In our study, the proteins in the HCC/DN group could be classified into 3 major clusters: proteins in the red region were related to protein translation and post-translation processing, proteins in the blue region were related to protein glycosylation modification, and proteins in the green region were related to biological metabolic functions dominated by glucose metabolism. As is already known, the malignant proliferation of tumour cells was a process of energy consumption, so the hyperactive glucose metabolism in the HCC group might provide the necessary conditions for the progression of HCC [40, 41]. Glycosylation was involved in the folding, aggregation, maturation, and transportation of protein-peptide chains and was a terminal signal on the surface of the cancer cells in carcinogenesis [42, 43]. The incidence, development, and invasion of HCC were accompanied by glycosylation changes of relevant glycoproteins, so the change of the carbohydrate structure on the surface of the HCC cells played an important role in the occurrence and development progress of HCC [44, 45].

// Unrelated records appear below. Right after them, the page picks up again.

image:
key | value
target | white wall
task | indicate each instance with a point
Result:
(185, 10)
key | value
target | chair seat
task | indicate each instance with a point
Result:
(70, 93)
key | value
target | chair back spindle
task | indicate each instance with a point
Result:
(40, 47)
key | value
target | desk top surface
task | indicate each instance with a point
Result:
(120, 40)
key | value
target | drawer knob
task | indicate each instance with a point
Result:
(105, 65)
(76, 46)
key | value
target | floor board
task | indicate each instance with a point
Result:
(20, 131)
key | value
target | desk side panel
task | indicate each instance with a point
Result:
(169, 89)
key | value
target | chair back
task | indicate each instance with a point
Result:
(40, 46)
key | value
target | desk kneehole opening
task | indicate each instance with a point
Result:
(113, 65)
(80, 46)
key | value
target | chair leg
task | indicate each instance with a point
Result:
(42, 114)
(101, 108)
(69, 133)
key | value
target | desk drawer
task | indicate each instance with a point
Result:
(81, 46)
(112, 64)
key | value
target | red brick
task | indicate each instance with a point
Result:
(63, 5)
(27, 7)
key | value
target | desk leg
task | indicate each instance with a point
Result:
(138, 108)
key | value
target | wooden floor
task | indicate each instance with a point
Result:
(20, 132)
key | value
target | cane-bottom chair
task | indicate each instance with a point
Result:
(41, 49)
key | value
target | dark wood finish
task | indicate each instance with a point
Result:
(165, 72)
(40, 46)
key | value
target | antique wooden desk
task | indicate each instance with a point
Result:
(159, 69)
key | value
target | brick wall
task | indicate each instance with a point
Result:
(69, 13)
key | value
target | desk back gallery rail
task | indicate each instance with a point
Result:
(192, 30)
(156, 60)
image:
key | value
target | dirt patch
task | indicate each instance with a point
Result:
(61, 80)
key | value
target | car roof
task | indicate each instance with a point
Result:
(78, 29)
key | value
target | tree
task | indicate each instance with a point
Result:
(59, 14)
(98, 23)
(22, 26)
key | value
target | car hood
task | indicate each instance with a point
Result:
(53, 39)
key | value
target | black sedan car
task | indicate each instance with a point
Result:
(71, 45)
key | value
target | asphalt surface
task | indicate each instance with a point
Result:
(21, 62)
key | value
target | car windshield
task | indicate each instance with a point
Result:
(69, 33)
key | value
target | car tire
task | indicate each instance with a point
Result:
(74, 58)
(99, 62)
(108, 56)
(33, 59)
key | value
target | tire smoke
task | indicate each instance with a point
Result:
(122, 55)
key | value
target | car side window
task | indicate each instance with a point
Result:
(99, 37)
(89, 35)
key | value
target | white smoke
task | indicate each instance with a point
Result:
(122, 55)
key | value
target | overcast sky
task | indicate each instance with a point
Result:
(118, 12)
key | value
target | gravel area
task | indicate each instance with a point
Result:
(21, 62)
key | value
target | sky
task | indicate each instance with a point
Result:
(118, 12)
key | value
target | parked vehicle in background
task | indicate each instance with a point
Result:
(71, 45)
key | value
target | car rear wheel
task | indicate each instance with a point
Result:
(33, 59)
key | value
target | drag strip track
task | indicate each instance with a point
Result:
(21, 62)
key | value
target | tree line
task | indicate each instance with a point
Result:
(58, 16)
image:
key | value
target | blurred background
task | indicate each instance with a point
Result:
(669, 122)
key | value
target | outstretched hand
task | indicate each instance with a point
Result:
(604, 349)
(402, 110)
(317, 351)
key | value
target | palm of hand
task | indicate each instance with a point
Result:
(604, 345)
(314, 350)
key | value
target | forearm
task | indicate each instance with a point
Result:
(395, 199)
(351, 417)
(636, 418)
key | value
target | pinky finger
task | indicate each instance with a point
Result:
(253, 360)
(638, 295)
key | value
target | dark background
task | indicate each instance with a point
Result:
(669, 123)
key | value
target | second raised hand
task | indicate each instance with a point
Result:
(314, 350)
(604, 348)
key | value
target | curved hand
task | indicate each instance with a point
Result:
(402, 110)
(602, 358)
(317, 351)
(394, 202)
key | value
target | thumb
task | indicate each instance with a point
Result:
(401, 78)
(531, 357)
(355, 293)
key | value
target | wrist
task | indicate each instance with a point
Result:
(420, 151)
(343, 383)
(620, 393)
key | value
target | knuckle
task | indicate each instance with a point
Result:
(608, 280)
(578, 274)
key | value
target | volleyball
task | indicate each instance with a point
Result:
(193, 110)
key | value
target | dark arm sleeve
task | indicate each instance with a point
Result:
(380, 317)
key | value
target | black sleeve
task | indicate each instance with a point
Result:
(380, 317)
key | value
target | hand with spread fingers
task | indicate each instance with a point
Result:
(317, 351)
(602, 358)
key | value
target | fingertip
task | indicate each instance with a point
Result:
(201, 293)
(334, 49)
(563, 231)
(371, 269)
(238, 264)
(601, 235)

The proteins in the AN/DN group could also be classified into 3 clusters: the red region represented proteins related to immune and metabolic functions, the green region represented proteins related to apoptosis functions, and the blue region represented proteins related to protein binding functions. This indicated that immune and metabolic changes were relatively active in the para cancer tissues, which might be related to changes in the tumour microenvironment [46–49]. All these results suggest that the evolution of the tissues adjacent to HCC promoted the incidence of HCC.
In summary, this study applied the iTRAQ-based quantitative proteomic approach to analyse the secretome of the primary cultures of HCC tumour tissues. The results visibly showed that the secretome profile alternations and signalling pathways were associated with HCC occurrence and development. The dysregulated proteins in the HCC/DN group were concentrated in the MAPK signalling and JAK-STAT signalling, but the dysregulated proteins in the AN/DN group were more concentrated in the basal material metabolism. The different protein expression profiles in the primary HCC tissues, the surrounding non-cancerous tissues, and the distal noncancerous tissues might also reveal different underlying molecular mechanisms. This study provides a valuable resource of the HCC tissue secretome to investigate the molecular mechanism of HCC incidence and development.
In conclusion, the secretome profile alternations and signalling pathways were associated with HCC incidence and development. The dysregulated proteins in the HCC/DN group were concentrated in the MAPK signalling and JAK-STAT signalling, but the dysregulated proteins in the AN/DN group were more concentrated in the basal material metabolism.